Wiele zmian generuje wiele kosztów. Ile więc przyjdzie zapłacić brytyjskim podatnikom? Według szacunków Quartz może to być nawet 6,9 miliarda dolarów. Jeśli przeliczymy to na złotówki, otrzymamy 32,55 mld złotych. To mniej więcej tyle, ile przez okres lockdownu stracili polscy przedsiębiorcy. Albo osiem milionów zasiłków pogrzebowych wypłacanych w Polsce.
A czy sama rodzina królewska byłaby w stanie pokryć koszty pogrzebu? Jej majątek wycenia się na 28 miliardów dolarów. Król Karol III odziedziczył po królowej 500 milionów dolarów, nie obowiązywała go przy tym konieczność płacenia podatku spadkowego. Nie są to małe kwoty, ale, jak już wspomnieliśmy, to brytyjscy podatnicy poniosą koszty uroczystości funeralnych.

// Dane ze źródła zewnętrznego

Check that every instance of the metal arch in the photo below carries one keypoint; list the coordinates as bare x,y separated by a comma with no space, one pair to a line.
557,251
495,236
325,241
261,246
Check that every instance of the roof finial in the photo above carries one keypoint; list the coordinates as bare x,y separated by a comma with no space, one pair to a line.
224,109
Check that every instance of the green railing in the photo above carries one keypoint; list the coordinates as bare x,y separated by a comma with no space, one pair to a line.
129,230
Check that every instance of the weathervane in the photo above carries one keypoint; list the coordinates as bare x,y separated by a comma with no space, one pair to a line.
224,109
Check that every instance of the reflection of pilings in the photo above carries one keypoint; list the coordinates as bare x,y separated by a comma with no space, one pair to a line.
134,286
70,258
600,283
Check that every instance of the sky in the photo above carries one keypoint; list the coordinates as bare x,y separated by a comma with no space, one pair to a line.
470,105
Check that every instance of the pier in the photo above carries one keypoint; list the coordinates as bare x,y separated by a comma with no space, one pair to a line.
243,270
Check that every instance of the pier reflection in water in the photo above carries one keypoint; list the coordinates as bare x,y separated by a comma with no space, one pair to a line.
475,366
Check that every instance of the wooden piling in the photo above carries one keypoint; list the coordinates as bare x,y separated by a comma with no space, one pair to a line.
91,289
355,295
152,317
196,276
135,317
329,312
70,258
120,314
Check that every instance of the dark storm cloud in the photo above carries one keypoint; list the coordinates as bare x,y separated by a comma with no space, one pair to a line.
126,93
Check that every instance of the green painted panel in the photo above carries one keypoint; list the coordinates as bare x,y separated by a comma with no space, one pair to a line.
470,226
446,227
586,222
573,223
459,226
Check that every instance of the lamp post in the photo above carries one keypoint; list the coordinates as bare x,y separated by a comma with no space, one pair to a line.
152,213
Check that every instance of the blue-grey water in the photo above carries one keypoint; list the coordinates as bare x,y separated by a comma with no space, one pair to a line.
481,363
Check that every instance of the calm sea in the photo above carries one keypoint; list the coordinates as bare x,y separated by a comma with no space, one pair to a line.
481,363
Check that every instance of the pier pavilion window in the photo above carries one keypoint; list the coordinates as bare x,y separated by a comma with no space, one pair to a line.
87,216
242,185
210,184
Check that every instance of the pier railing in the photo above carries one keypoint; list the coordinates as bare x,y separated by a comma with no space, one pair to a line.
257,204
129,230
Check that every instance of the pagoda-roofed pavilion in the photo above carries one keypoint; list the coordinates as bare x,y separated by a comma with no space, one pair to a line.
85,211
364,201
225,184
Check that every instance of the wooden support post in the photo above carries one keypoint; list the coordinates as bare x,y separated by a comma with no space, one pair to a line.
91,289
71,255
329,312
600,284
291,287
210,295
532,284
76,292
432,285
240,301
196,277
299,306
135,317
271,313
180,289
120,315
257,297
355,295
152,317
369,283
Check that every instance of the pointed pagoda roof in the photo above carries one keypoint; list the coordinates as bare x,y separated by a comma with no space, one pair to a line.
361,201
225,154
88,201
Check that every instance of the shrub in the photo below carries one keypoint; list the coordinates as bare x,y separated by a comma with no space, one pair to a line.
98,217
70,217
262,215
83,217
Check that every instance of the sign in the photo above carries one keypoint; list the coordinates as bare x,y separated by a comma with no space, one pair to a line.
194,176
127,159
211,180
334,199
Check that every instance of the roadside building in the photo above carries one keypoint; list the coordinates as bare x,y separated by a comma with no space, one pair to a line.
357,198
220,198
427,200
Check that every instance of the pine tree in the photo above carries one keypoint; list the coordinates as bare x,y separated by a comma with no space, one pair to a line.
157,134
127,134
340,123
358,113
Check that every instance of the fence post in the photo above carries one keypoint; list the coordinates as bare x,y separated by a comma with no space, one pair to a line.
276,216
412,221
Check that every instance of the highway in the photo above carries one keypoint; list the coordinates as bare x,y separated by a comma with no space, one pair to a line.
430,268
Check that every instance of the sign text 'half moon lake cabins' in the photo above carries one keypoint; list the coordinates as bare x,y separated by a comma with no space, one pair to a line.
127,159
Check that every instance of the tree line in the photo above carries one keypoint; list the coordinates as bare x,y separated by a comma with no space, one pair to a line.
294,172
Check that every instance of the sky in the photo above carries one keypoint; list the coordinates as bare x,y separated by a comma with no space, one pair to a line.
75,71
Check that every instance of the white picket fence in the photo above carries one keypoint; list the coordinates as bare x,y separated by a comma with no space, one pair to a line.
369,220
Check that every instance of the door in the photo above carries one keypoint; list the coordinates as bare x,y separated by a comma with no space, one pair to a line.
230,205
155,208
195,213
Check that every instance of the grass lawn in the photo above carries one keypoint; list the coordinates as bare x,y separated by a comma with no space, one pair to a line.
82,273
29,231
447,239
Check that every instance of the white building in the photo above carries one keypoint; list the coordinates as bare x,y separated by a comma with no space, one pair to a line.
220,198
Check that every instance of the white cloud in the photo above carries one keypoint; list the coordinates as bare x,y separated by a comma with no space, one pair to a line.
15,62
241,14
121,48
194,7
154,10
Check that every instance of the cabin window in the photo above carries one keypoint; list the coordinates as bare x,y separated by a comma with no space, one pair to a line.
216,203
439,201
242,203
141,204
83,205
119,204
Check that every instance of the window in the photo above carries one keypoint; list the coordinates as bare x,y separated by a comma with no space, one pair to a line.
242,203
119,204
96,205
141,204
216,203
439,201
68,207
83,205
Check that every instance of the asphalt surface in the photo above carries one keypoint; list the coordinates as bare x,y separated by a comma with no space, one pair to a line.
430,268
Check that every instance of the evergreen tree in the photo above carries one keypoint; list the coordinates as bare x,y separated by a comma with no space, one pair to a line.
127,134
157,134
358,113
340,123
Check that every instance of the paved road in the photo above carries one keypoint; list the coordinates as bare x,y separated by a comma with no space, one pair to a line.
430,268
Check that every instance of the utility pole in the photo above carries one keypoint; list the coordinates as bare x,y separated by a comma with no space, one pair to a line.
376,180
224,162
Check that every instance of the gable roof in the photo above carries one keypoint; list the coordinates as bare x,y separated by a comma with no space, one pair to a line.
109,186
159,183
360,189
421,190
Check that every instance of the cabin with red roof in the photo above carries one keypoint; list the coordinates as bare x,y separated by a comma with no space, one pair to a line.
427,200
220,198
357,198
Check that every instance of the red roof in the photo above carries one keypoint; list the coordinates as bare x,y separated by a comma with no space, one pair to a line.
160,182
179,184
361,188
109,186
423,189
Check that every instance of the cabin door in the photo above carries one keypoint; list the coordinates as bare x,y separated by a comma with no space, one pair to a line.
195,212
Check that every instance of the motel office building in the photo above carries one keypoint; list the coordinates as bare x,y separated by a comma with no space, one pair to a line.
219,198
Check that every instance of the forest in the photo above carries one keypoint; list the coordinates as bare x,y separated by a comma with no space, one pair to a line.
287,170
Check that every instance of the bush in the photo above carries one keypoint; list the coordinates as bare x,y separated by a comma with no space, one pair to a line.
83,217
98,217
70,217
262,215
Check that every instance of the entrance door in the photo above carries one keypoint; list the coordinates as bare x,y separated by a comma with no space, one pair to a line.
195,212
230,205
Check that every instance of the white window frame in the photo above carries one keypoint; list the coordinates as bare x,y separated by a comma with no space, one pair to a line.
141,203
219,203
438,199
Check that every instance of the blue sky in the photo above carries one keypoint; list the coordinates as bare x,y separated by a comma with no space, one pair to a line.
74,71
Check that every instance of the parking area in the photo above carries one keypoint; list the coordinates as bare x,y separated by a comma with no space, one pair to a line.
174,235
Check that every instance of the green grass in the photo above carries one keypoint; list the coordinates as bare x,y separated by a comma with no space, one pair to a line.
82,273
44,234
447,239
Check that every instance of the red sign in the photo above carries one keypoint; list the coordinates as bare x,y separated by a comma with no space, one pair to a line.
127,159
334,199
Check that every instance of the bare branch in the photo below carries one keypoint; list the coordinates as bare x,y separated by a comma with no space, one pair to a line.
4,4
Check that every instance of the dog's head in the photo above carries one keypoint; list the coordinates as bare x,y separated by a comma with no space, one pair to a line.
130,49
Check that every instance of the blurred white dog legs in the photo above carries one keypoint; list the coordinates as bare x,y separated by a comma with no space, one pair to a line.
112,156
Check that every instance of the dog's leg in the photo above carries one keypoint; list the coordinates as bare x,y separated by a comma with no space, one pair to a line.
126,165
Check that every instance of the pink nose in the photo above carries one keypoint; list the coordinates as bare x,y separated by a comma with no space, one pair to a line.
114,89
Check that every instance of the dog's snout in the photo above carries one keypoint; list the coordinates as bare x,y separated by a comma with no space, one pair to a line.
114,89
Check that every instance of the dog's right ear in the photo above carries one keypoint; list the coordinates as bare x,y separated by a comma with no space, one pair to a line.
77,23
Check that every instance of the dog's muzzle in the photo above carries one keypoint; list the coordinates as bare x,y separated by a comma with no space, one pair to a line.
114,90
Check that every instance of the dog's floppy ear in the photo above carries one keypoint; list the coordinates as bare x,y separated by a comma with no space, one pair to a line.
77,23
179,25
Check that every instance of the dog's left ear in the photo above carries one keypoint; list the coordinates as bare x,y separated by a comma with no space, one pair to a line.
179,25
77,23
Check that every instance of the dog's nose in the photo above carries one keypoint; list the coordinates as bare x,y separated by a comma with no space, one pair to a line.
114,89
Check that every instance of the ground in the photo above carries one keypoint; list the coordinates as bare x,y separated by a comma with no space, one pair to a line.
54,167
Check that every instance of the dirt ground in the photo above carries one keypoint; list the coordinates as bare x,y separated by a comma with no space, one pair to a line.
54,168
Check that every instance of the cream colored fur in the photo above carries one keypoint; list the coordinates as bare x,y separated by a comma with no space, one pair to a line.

Czytaj także: Boris Johnson nakłada sankcje na Rosję
Kto nie pojawi się na pogrzebie?
W pogrzebie królowej Elżbiety II weźmie udział około pół tysiąca zagranicznych dygnitarzy, w tym również polska para prezydencka. Ale zabraknie wśród nich przedstawiciele Białorusi, Rosji i Mjanmy (dawnej Birmy). Powód? Brak oficjalnych zaproszeń na ceremonię pogrzebową.
Na delegację chińską, której przewodniczy wiceprezydent Chin Wang Qishan, nałożono pewne ograniczenia. Nie wolno jej wejść na teren Pałacu Westminsterskiego, gdzie znajduje się trumna z ciałem królowej. Przyczyną zakazu są sankcje, które chińskie władze nałożyły na kilku parlamentarzystów z Wielkiej Brytanii. Byli oni zaangażowani w obronę praw człowieka w Chinach. Chiny nie komentują tych decyzji.
Pogrzeby innych członków rodziny królewskiej
Książę Filip, mąż królowej Elżbiety II, miał pogrzeb w kwietniu 2021 r.. Zgodnie z jego życzeniem była to uroczystość rodzinna, a nie wydarzenie państwowe. I tak się też stało - wzięło w niej udział 30 osób.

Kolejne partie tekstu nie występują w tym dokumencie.